“Best believe somebody’s paying the Pied Piper” goes a line from Eminem’s Oscar-winning rap song “Lose Yourself.” According to New Zealand’s high court, that somebody is the conservative National Party, and the Pied Piper is Eminem himself.
The Guardian reports that the rapper has won his copyright breach suit against the political party for using a version of his song in one of their campaign ads. Justice Helen Cull ordered the National Party to pay 600,000 New Zealand dollars ($415,000) plus interest to Eminem’s publisher, Eight Mile Style. The amount was considered to be a “hypothetical license fee” that would have been paid to Eminem had the Party received permission to use the original.
The ad (seen below, along with the official video for Eminem’s song) ran 186 times over an 11-day period during the 2014 election campaign. The National Party had bought the track, “Eminem Esque,” to use with the ad from a company called Beatbox. That company, in turn, had bought the license from music library Labrador, which is based in California.
Garry Williams, representing Eminem, told the court that “Lose Yourself” was an “iconic musical composition … a jewel in the crown of Eminem’s catalogue.”

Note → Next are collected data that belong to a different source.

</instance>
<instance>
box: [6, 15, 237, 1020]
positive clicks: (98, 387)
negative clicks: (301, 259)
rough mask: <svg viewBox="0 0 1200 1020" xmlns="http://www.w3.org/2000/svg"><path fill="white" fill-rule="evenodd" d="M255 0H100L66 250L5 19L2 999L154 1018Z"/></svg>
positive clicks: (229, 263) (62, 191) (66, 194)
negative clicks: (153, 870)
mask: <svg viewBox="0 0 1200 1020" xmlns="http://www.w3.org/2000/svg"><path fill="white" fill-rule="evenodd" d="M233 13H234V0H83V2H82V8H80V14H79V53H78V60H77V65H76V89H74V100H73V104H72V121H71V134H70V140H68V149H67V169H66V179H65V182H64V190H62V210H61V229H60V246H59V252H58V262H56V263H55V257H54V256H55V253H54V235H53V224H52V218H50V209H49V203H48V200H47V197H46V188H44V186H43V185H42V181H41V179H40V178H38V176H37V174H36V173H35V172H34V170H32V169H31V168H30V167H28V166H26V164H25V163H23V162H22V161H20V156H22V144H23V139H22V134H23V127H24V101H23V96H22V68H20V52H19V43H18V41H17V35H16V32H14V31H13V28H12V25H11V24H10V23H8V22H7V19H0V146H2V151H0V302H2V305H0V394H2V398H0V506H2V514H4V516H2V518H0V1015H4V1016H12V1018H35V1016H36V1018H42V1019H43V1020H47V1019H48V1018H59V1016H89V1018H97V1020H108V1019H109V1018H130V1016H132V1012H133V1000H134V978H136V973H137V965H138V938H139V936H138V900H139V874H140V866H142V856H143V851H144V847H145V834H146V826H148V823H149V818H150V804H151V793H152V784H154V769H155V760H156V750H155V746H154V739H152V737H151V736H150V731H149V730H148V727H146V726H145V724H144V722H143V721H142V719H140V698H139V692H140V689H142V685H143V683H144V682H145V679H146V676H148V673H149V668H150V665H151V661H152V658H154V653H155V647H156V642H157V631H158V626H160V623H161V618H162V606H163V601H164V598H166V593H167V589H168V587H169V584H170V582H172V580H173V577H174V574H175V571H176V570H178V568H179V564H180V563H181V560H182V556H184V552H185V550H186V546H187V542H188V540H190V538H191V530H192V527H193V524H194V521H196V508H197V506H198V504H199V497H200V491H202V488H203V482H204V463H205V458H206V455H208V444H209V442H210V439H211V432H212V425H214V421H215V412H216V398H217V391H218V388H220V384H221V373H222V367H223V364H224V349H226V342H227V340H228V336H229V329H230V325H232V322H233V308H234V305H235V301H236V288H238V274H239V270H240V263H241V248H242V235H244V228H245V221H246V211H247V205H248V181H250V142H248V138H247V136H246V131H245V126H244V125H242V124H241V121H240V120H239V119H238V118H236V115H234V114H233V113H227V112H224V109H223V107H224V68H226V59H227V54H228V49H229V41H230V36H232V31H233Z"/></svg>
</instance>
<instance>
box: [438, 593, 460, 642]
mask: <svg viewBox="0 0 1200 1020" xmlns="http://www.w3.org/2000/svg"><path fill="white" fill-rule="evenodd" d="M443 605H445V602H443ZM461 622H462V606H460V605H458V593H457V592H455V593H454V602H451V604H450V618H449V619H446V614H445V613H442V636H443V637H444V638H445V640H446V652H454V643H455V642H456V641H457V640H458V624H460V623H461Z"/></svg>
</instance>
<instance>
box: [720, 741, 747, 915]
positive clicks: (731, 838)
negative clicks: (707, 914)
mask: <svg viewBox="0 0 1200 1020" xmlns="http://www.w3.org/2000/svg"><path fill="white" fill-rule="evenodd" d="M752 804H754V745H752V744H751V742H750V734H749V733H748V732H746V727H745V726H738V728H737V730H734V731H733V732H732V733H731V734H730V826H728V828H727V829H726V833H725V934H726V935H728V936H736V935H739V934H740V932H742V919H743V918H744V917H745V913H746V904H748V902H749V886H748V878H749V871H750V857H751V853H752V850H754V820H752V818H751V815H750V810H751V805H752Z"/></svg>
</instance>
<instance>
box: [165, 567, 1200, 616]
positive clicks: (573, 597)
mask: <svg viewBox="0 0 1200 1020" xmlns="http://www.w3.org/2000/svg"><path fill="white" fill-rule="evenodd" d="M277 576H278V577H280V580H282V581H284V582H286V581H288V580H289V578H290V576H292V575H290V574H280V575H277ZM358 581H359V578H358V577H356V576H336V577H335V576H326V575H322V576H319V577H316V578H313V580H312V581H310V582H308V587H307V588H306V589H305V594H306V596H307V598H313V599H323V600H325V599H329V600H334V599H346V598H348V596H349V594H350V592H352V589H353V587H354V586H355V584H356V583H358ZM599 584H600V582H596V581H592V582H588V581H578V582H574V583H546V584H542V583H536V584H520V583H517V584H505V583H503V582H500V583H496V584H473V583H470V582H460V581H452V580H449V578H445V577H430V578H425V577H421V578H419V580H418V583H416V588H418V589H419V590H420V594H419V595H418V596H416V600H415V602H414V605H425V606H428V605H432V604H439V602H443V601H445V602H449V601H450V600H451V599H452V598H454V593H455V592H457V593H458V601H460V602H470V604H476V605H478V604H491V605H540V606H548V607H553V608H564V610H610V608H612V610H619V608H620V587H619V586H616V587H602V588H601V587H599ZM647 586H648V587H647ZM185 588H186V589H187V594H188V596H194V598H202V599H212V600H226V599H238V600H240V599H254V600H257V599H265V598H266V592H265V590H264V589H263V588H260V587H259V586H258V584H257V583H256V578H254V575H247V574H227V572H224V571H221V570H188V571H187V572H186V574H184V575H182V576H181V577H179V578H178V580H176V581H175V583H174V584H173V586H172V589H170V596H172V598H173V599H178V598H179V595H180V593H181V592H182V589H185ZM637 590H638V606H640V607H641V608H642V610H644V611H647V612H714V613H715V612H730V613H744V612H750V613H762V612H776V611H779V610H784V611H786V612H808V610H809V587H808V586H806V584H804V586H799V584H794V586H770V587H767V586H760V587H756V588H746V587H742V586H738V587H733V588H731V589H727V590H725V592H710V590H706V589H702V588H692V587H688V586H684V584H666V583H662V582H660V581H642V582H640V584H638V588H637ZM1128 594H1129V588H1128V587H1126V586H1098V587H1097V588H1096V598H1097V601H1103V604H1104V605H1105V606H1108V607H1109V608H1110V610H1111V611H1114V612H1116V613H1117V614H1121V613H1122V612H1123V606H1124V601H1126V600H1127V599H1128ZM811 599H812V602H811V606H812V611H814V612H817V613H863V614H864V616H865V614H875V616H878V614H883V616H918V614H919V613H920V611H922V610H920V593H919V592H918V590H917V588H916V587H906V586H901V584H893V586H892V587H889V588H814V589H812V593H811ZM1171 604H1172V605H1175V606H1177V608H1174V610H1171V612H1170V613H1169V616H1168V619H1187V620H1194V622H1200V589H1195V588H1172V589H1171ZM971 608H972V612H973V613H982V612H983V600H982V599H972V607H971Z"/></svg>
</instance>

Lawyers for the National Party attempted to argue that “Lose Yourself” wasn’t much of an original work during a two-week hearing in May that, according to The New Zealand Herald, often verged on the farcical as defense lawyers played different tracks to try and establish a difference between copying and imitation. One video of the proceedings, showing lawyers standing or sitting stock still as the Eminem track played in the courtroom went viral.
Justice Cull ultimately rejected the National Party’s arguments in her 132-page decision. “The distinctive sound of ‘Lose Yourself’ is not limited by a ‘melodic’ line, but is a combination of the other instruments, particularly the guitar riff, the timbre, the strong hypnotic rhythm and the recurring violin instrumentation and the piano figure,” she wrote. “’Eminem Esque’ sounds like a copy and is a copy of ‘Lose Yourself.’”
Adam Simpson, a Sydney-based attorney who represented Eight Mile Style and “Lose Yourself” writers Jeff Bass and Luis Resto, said the ruling set “a major precedent” for copyright infringements. “This decision is a warning to soundalike music producers and their clients everywhere.”
National Party president Peter Goodfellow expressed disappointment with the ruling, but found it reassuring that the High Court recognized the due diligence the party took in seeking “extensive advice … from industry professionals” before purchasing the “Eminem Esque” track. “The judgment has also found that the party in using the track did not act flagrantly or in a manner which justifies the party being further punished,” he continued. The National Party has already lodged a claim against the suppliers and licensors of “Eminem Esque.”
As of press time, Cull has not ruled who will pay legal costs.